Primo ballerino a Pittsburgh, l'udinese Luca Sbrizzi è tornato a casa

UDINE. L’Italia è un paese di grandi ballerini, ma non è un paese per ballerini. Ne è convinto Luca Sbrizzi, il talento udinese emigrato negli Usa a 17 anni di età e che dall’anno scorso è “principal”, cioè primo ballerino, di una delle più brillanti compagini americane, il corpo di ballo del teatro di Pittsburgh, Pennsylvania.
Quella stessa Pittsburgh dove Luca, classe 86’, che mosse i primi passi alla Abidance, la scuola gestita dalla sorella Alessia, ha anche coronato con il matrimonio la sua storia d’amore con Jenna.

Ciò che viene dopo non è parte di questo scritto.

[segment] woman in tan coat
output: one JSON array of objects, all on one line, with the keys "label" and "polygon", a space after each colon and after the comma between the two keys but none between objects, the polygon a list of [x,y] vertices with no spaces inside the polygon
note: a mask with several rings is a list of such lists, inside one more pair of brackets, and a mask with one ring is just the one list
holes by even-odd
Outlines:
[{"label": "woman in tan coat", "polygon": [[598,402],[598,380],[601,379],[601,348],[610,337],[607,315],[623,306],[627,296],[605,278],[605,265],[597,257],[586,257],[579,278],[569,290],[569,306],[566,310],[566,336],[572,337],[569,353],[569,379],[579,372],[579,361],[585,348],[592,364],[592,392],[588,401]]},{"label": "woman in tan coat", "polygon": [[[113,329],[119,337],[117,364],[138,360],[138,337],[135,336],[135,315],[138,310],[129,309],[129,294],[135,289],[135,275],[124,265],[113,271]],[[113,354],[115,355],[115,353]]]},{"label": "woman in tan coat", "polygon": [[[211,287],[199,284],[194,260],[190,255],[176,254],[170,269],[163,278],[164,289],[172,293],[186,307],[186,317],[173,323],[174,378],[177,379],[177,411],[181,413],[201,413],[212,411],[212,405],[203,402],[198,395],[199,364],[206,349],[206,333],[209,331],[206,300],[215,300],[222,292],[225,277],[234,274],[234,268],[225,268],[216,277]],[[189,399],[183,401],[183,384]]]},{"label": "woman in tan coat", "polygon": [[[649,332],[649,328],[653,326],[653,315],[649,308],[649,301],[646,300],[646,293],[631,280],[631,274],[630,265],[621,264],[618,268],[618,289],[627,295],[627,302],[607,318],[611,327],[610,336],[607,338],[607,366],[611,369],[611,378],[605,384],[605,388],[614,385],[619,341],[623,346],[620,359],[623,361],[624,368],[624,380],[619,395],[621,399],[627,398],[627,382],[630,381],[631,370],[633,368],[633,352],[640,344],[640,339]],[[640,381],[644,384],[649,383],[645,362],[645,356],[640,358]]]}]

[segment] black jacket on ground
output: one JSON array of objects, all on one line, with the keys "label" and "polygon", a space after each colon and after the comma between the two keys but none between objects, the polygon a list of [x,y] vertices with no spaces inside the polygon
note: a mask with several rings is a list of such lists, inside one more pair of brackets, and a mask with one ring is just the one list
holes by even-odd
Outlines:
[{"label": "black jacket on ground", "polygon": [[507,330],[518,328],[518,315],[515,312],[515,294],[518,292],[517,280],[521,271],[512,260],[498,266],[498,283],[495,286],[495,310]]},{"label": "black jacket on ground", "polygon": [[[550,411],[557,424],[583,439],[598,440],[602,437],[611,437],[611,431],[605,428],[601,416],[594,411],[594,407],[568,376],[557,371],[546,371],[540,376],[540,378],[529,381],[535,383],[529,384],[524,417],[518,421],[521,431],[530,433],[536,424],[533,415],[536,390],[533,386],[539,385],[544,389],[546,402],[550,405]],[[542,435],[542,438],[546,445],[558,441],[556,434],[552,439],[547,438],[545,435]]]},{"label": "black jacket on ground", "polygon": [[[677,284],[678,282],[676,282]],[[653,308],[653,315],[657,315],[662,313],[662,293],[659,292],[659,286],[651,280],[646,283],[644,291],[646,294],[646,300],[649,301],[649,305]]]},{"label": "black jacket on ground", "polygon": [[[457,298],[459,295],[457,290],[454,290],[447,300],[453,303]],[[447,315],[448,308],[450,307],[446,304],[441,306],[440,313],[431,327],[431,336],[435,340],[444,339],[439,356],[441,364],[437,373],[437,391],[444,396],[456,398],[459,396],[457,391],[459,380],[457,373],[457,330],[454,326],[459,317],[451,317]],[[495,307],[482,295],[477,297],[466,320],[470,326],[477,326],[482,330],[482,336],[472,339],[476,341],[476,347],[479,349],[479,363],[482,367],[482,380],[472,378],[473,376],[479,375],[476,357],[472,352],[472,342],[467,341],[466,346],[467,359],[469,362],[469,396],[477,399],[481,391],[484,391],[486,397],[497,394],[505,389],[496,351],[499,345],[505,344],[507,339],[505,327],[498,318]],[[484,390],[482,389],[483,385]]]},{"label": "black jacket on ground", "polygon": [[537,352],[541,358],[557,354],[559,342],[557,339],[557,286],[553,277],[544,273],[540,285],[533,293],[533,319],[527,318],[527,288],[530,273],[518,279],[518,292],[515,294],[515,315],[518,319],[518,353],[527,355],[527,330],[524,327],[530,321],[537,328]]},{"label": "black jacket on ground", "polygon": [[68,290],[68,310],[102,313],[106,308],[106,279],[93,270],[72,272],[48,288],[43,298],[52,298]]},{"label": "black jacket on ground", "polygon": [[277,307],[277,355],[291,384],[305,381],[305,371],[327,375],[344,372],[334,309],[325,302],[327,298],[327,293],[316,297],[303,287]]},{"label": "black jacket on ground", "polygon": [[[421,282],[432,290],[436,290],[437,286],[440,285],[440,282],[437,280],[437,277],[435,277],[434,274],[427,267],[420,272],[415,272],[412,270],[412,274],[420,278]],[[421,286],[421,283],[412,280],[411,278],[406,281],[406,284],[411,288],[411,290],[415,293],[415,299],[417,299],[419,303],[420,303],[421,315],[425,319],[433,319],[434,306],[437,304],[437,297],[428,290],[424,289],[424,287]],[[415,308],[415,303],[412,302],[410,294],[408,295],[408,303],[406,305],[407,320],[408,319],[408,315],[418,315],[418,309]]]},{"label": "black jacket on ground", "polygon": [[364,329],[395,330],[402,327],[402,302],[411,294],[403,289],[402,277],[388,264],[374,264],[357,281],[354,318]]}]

Americano d’adozione ma con il Friuli nel cuore, Luca in questi giorni è tornato a casa per partecipare come ospite d’onore al saggio dell’Abidance, in programma martedì 13 giugno al Teatro Nuovo.
Uno spettacolo che per Luca e la sorella Alessia, assieme al padre Luigino, vogliono dedicare alla memoria della madre, Sirene Ferroli, scomparsa due mesi fa.
Luca, cosa significa per te questo spettacolo?
«Ballerò pensando a mia madre, che mi ha sempre appoggiato durante tutta la mia carriera e ci teneva tanto a vedermi ballare al Giovanni da Udine. Ha fatto tutto il possibile per esserci, ma purtroppo il destino ha voluto diversamente».
Per la tua famiglia dev’essere stata una grande soddisfazione vederti raggiungere il successo, anche se lontano da casa. In Italia sarebbe stato più difficile?
«Non credo che la danza, in Italia, sia valorizzata come dovrebbe. Pochi la conoscono e la apprezzano, la maggioranza crede che sia una cosa per ragazze, delicata e noiosa. In tv i balletti sono rari e trasmessi in tarda notte. Questo allontana il grande pubblico e rende dura la vita alle poche compagnie attive».
Negli Stati Uniti, invece?
«Negli Stati Uniti i teatri sono spesso esauriti e c’è grande attenzione anche degli sponsor. Siamo presenti anche nelle scuole con spettacoli pilota che permettono a bambini e ragazzi di conoscere la danza».
Da bambino e da ragazzo hai mai dovuto sopportare il peso di pregiudizi, per aver scelto la danza?
«Certamente, soprattutto alle suole medie: la maggior parte dei miei compagni non capiva cosa facevo e quindi mi prendeva in giro. Mia madre, citando Dante, mi diceva non ti curar di lor, ma guarda e passa»
Ti senti un talento in fuga, quindi?
«Andare all’estero, per me, è stata una scelta inevitabile, non solo per motivi economici, ma anche di realizzazione artistica».
Tutto è iniziato nella scuola di famiglia…
«Sì, il mio amore per la danza è nato all’Abidance, che pur essendo una piccola scuola di provincia, dà ai suoi allievi una preparazione seria e professionale, ed è stata la prima, a Udine, ad introdurre il metodo di studio della Royal Academy of Dance di Londra.
Poi, a 15 anni, mi sono trasferito a Firenze, grazie a una borsa di studio del maestro Pino Carbone, fondatore del Body Code System, un centro europeo di biomeccanica che mi ha aiutato a sviluppare il fisico e a correggere la postura.
La grande occasione è arrivata a 17 anni con un’altra borsa di studio, quella del Boston Ballet, un’offerta che non potevo rifiutare».
Come sei arrivato a Pittsburgh?
«Dopo due anni a Boston, sono entrato nel Boston Ballet. Purtroppo, però, subii un brutto infortunio alla caviglia sinistra, che richiese un intervento chirurgico e una lunga riabilitazione.
Dopo una serie di audizione con le maggiori compagnie americane, nel 2007 entrai nel Pittsburgh Ballet Theatre. Fin dall’inizio ho sentito che era il posto giusto».
Ci sono altri sogni rimasti nel cassetto?
«Ho interpretato da “principal” i più grandi balletti di repertorio classico: Romeo e Giulietta, Bayadere, Don Chisciotte, Giselle, La bella Addormentata. Adesso il sogno è quello di diventare papà».
Il tuo presente e il tuo futuro sono in America. Senti mai nostalgia della tua terra?
«Moltissima, e sono felice ogni volta che posso tornare. A dire la verità, però, se penso alla burocrazia e alla politica del mio Paese, sono contento di tornarci da turista. E mi piange il cuore a dirla, perché sono orgoglioso di essere italiano».